普段は来ない島の沖合いまで泳ぎ、息継ぎに上がった途端、あたしの目の前には大きな白い壁!!

それが猛スピードで迫ってくるもんだから、必死で跳ねた。

危うく天へ召されるとこだわ、全く、もうっ。

最近の人間達ときたら妙なモノに乗り込んでは、あたし達のテリトリーまで進出してくるようになった。
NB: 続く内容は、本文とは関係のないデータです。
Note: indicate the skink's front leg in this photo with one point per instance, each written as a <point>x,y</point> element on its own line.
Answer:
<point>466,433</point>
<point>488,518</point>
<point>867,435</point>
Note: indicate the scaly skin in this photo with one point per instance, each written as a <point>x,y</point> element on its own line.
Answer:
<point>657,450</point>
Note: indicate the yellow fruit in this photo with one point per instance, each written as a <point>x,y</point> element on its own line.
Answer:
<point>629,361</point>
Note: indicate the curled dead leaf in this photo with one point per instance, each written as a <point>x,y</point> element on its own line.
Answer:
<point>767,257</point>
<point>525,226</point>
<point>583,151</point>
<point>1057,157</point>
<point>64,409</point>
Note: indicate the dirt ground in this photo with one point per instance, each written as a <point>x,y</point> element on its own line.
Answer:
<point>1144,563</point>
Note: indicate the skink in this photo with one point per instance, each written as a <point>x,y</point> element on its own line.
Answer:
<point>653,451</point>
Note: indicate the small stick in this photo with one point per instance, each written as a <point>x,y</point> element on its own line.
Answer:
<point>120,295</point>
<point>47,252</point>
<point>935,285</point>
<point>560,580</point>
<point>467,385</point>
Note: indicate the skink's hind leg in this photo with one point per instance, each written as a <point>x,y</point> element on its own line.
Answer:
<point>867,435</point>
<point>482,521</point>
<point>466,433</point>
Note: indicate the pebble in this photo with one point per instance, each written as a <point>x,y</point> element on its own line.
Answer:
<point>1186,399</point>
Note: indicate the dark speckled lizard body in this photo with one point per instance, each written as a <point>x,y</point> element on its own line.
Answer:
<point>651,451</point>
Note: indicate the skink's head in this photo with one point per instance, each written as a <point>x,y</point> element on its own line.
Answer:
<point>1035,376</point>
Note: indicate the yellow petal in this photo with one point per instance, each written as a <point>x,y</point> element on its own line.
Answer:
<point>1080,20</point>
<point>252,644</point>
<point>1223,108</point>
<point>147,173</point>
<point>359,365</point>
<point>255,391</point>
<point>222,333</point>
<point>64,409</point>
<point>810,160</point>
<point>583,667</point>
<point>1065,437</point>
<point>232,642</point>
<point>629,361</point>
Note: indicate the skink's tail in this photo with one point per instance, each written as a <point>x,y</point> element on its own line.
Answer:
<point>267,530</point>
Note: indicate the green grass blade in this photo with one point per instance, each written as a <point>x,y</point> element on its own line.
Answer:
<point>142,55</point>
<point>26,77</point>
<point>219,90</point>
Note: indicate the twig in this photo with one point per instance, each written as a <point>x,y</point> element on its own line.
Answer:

あんなに大きな住処を持っているのに、それじゃまだ足りないんだろうか。

行過ぎる大きな客船を見送って、人間の欲深さにため息をついた。

まだ、シャークの食いしん坊の方が、よっぽど可愛いものに思えてしまう。

仲間を探し続けてるあたしを別として。

海の中では、生きること、命をつなげていくことだけがすべてだ。

『人間とは、鈍感で、じつに哀しい生き物なのさ。』

ウミガメのババ様が言っていた言葉が、頭の中を何度もよぎっていった。

ほんとだね、ババ様。

懐かしい声が胸に染み込んで、きゅうっと軋んだ。

よく晴れた青い空。

あのときも、こんな風に波が乱反射してたんだ。

唯一話し相手になってくれたババ様は、もういない。

ずいぶん前に、大きなぐるぐる回る羽に巻き込まれ、粉々になってしまった。

あれからというもの、ずっと、ずっと・・・

あたしはひとりで生きてきたの。